New Report Looks at Gains in Federal Judiciary


A report released this month by the Alliance for Justice notes that while there is still much to do to remedy the judicial vacancy crisis in the federal courts, reforms in the Senate have brought signs of change.

The State of the Judiciary: Judicial Selection During the 113th Congress is a follow-up to an October 2013 report the Alliance for Justice released on the unprecedented partisan obstruction by Republicans of judicial nominees. According to the report, during President Obama’s time in office the federal judiciary has consistently had more than 100 total vacancies, with 30 of those designated as “judicial emergencies” because the courts do not presently have enough judges to handle existing caseloads. In October 2013, there were 111 total vacancies with 37 judicial emergencies. According to the report, states with at least one Republican senator account for 87 percent of all current vacancies without nominees, and states with two Republican senators account for 55 percent of all current vacancies without nominees. Together, Texas and Pennsylvania account for half of all current vacancies without nominees.

The report highlights key data points that could prove significant in the long-term direction of the federal judiciary. Of all the president’s nominees to the federal bench, 42 percent have been women and 37 percent have been people of color. This is the highest percentage of women and people of color appointed to the federal bench in history. Prior to the Obama administration, only one openly gay judge had been appointed to the federal bench. President Obama has appointed eight. Of those nominees still awaiting confirmation, half are women and over 30 percent are Black.

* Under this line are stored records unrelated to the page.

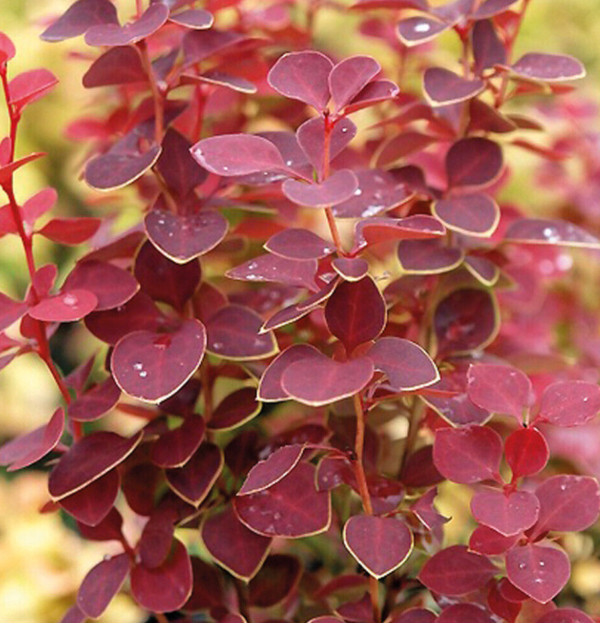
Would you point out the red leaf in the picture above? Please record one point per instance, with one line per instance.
(379, 544)
(194, 480)
(548, 67)
(291, 508)
(568, 503)
(349, 77)
(320, 381)
(185, 237)
(112, 35)
(66, 307)
(299, 244)
(234, 333)
(540, 572)
(406, 364)
(356, 313)
(238, 154)
(101, 584)
(152, 366)
(508, 514)
(334, 190)
(92, 504)
(443, 87)
(30, 448)
(455, 571)
(467, 455)
(111, 285)
(79, 17)
(165, 588)
(499, 389)
(89, 459)
(473, 162)
(175, 447)
(270, 471)
(550, 231)
(569, 403)
(233, 546)
(303, 76)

The president’s judicial nominees have generally trended younger as well. So far in 2014, the Senate has confirmed six circuit court judges who were 50 years old or younger, including three who were 42 or younger. President Obama’s appointees also come from more diverse professional backgrounds than the judicial appointees of previous administrations, and include more public defenders and public interest lawyers.

President Obama has now appointed more judges to the federal bench than former President George W. Bush, which conventional wisdom suggests would shift the “center of gravity” of the federal judiciary to the left. According to the report, since the end of the Bush administration the percentage of Republican-appointed circuit court judges dropped from 61.3 percent to 46.5 percent, while the percentage of Republican-appointed judges dropped from 58.6 percent to 47.1 percent. So while the U.S. Supreme Court still maintains a conservative majority, a majority of judges on the federal district and circuit courts of appeal are now Democratic appointees.

The report notes that even after Senate Democrats reformed the filibuster rule and helped break some of the logjam on judicial nominees, Senate Republicans have adjusted tactics to delay nominees on the front end of the process. For example, in Texas there are 11 district court vacancies, with six of those vacancies categorized as “judicial emergencies.” Despite those vacancies, Texas Republican Sens. John Cornyn and Ted Cruz did not set up a committee to look for judicial candidates until April 2013, and then took seven more months to select finalists for some but not all of those vacancies. The senators still have not provided a full list of candidates for the openings to the White House, an obstruction tactic the report calls “particularly egregious.” The report also cites examples from North Carolina and Florida, where Republican senators have similarly obstructed judicial nominees by refusing to turn in a candidate’s “blue slip,” which would clear that nominee for consideration by the Senate Judiciary Committee. The report calls for an end to this “blue-slip” tradition entirely.